Wearable agent integration: building agents for AI glasses, pins, and earbuds

The 2024 cohort of AI pendants and 2025 wave of AI glasses settled into a small set of working patterns. The hardware that survived shares an agent architecture: capture cheaply, triage locally, hand off to cloud sparingly, surface results without dominating the wearer's attention or violating those around them.

The wearable form factors

Four classes shipping in 2026:

Smart earbuds — voice-first, no display. Ambient audio capture optional.
AI pendants and pins — voice + ambient capture, tiny optional screen.
AI glasses — voice + camera + small display + bone-conduction audio.
Smart watches with agent layer — established form factor, deeper agent integration.

Architecture is broadly similar across all four; UX implications differ sharply.

The capture problem

Wearables capture more context than other devices: what the wearer hears, sees, says. Three rules that are now non-negotiable:

Hardware mute — physical control, visible to others.
Capture indicator — LED or screen showing recording state, visible from outside the device.
Local processing default — capture stays local until the wearer triggers cloud action.

Companies that violated these in 2024–2025 face active litigation.
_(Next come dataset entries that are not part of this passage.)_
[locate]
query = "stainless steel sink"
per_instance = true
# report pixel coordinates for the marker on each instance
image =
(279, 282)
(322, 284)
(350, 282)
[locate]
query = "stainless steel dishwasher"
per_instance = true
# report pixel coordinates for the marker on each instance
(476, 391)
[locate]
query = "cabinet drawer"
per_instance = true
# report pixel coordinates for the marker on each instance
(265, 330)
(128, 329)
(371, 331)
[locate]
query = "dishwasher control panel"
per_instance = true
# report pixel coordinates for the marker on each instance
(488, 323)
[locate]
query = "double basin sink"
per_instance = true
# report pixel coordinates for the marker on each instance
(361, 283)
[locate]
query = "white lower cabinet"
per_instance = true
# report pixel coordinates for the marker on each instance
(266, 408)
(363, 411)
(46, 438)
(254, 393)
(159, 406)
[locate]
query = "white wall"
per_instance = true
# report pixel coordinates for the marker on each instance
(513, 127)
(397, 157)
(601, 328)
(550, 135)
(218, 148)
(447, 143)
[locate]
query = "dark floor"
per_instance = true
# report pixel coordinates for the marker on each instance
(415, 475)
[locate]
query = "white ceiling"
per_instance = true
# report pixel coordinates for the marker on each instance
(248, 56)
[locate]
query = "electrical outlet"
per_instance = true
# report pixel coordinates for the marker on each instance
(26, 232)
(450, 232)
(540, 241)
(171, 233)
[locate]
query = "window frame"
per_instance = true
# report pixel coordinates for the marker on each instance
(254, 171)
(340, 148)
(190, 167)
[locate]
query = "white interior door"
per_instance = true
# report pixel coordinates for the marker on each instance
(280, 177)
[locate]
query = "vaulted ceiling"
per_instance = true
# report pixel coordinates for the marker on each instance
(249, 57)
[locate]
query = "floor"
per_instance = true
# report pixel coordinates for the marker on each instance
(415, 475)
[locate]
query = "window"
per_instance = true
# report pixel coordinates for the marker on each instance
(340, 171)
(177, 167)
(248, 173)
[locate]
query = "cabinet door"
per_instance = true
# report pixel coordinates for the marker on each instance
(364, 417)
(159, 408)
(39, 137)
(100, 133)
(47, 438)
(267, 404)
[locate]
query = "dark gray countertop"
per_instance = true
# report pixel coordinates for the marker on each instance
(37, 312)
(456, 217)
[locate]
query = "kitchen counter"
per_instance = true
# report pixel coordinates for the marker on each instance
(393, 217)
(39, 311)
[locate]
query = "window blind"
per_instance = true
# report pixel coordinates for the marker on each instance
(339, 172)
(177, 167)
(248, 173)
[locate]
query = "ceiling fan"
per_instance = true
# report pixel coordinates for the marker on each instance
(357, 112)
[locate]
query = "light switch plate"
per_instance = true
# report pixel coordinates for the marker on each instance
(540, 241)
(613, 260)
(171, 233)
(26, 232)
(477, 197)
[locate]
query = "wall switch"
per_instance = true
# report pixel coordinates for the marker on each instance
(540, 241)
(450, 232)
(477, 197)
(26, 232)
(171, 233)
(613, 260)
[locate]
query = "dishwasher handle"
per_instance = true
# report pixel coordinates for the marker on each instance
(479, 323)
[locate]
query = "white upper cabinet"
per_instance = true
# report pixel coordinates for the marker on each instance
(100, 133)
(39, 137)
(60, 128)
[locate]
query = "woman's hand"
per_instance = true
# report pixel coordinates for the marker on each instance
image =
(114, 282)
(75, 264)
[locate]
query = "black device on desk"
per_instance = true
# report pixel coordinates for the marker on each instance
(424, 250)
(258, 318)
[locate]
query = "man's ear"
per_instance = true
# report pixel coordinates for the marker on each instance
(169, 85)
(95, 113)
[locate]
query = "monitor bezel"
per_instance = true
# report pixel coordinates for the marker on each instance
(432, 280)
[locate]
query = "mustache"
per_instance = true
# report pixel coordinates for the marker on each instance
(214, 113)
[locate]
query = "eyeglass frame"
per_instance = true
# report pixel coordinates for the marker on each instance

Do not be among them.

Agent architecture for a wearable

Five layers:

hardware capture (mic, camera, IMU)
   ↓
on-device wake / trigger (always on, model in DSP)
   ↓
on-device intent classification (small model)
   ↓ if cloud needed
companion device or direct connection
   ↓
cloud agent (voice + tools + memory)
   ↓
return: speech, glanceable display, haptic

The first two layers run continuously; the rest activate only on trigger. Battery and privacy both depend on this gate.

Output modalities

Three channels, often combined:

Bone-conduction audio — private, hands-free, but slow for long answers.
Glanceable display — quick recall, recipe step, navigation cue.
Haptic — confirmation, alerts.

Pick the lightest channel that conveys the answer. Long monologues fail; quick glances succeed.

What works on wearables

Five use cases that survived early experiments:

Hands-busy translation

Conversation in a foreign language; agent translates in near-real-time. Glasses excel here.

Captioning

Real-time transcription for hard-of-hearing wearers. Strong adoption.

Capture and recall

"Remind me what they said about pricing" — capture, on-device transcription, retrievable later.

Glasses with route arrows; light cognitive load.

Quick lookups

"What is this plant?" via camera → identification → audio answer.

What does not

Long form Q&A — the hardware is not a phone; users put down the device.
Heavy media consumption — battery and weight kill it.
Continuous always-on transcription — privacy plus battery; opt-in by session.

Privacy as a product feature

Three commitments that build trust:

Companion privacy mode — wearer can mute capture for everyone in earshot for N minutes.
Recording badge — visible when capturing; wearer cannot disable in social mode.
Local-first storage — captured content stays on device unless explicitly synced.

Products that built these into the hardware are the ones still shipping in 2026.

Cost and latency budget

Layer	Latency target	Energy
Wake detection	< 50 ms	very low
Local intent	< 200 ms	low
Companion phone hop	+ 30 ms	medium
Cloud round-trip	+ 300–600 ms	medium-high
TTS streaming	+ 200 ms	low

Total interactive budget under 1.5 s end-to-end. Past that, the wearer reaches for their phone instead.

Companion-app pattern

Most wearables pair with a phone. The phone hosts:

The agent loop (heavy model interactions).
Memory and history.
Settings and consent management.
Sync with cloud when appropriate.

The wearable hosts:

Capture and on-device triage.
Quick responses (cached, lightweight).
Display / haptic output.

Mobile MCP patterns apply directly — see mobile MCP client implementation.

Common mistakes

Continuous capture without indicator — legal and social disaster.
No local fallback — wearables go offline; agents must too. See offline-capable agents.
Heavy UI on the wearable itself — UX drag.
Skipping the companion mute — wearables in social settings need group-aware controls.

Where this is heading

Three trends by 2027: dedicated wearable agent OSes (beyond watchOS / Wear OS), MCP-over-BLE for low-power tool calls, and standardised "social mode" indicators across hardware vendors. Build the patterns above; the platforms will catch up.